Title: Education for human rights of Burmese migrant workers: a case study of DEAR Burma School
Author: Pechet Men
Year: 2011
Keywords: Human rights, Study and teaching, Foreign workers, Burmese, Education, Democracy, Burma
Thai thesis available here.
Abstract: The aim of this research to examine the impact of education rights for Burmese migrant workers, especially non-formal education or vocational training. The objective of this paper is to identify the rights of migrant workers that non-formal education helps promote and protect. The case study is DEAR (Development of Education and Awareness of Refugees from Burma) Burma School which is a project of Thai Action Committee for Democracy in Burma (TACDB).

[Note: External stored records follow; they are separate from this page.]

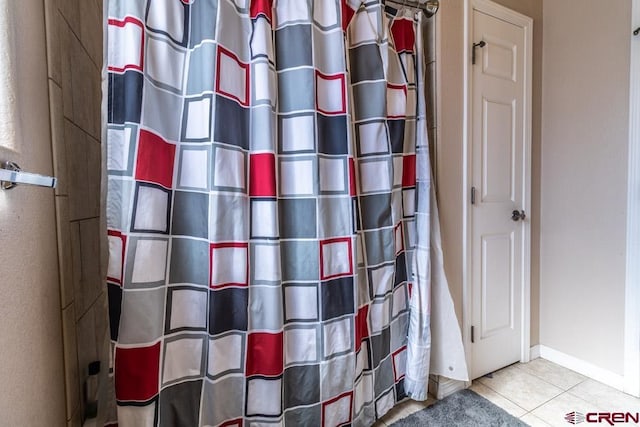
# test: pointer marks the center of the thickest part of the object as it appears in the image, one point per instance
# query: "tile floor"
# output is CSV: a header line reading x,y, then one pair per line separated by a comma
x,y
540,393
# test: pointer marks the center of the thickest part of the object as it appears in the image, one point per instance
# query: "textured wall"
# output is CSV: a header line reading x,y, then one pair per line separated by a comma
x,y
74,52
584,179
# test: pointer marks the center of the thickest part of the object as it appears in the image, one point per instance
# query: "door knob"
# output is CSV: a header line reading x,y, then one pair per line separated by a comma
x,y
517,215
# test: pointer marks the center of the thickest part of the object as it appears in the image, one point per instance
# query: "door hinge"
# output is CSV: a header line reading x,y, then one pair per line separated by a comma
x,y
480,44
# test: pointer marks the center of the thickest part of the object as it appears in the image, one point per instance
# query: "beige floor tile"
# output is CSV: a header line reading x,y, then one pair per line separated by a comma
x,y
522,388
498,399
552,373
554,411
605,397
533,421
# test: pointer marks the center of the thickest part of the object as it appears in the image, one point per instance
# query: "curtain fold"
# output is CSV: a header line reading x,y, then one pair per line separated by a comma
x,y
273,235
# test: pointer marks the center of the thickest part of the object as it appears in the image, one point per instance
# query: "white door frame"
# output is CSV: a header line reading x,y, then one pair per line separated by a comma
x,y
508,15
632,285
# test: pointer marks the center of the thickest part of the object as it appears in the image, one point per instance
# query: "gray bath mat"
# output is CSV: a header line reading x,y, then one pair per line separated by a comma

DEAR Burma school provides non-formal education to migrant workers particularly language skill training, English and Thai, general knowledge on labor rights, migrant worker’s rights, women rights, human rights, and computer skills. DEAR Burma has been established since 2003. There were 39 informants contacted for interview and two sessions of Focus Group Discussion are conducted with other 13 students. Burmese migrant workers in Thailand speak Burmese and their ethnic language. As Thai people do not understand these languages there are problems and misunderstandings which could cause arguments or conflicts. Moreover, the migrant workers are vulnerable to exploitation and abuse. In particular, their rights as migrant workers are also restricted. In order to deal with these situations, they go back to school to receive education to improve their knowledge and security. The reasons why the participants came to DEAR Burma school so they can use their knowledge in their workplace, to communicate, to negotiate, to entertain, to access to information, and to look for a better job. According to the findings, education has positive impacts to migrant workers’ life. With regard to the informants, though Thailand does not sign this convention, their rights as migrant workers have been respectively improved. Their livelihood, freedom of movement, freedom of expression, self-esteem, and right to access to information has been promoted. Additionally, troubles with Thai police and humiliation by other people, which was of concern to them, have been less frequent. Some participants use their knowledge of language to negotiate with their boss to hold their own passport or to express their ideas, or to talk to police if they stop them. When migrant workers know more about their rights, they start to negotiate and challenge with unfairness, most importantly, to stand up themselves.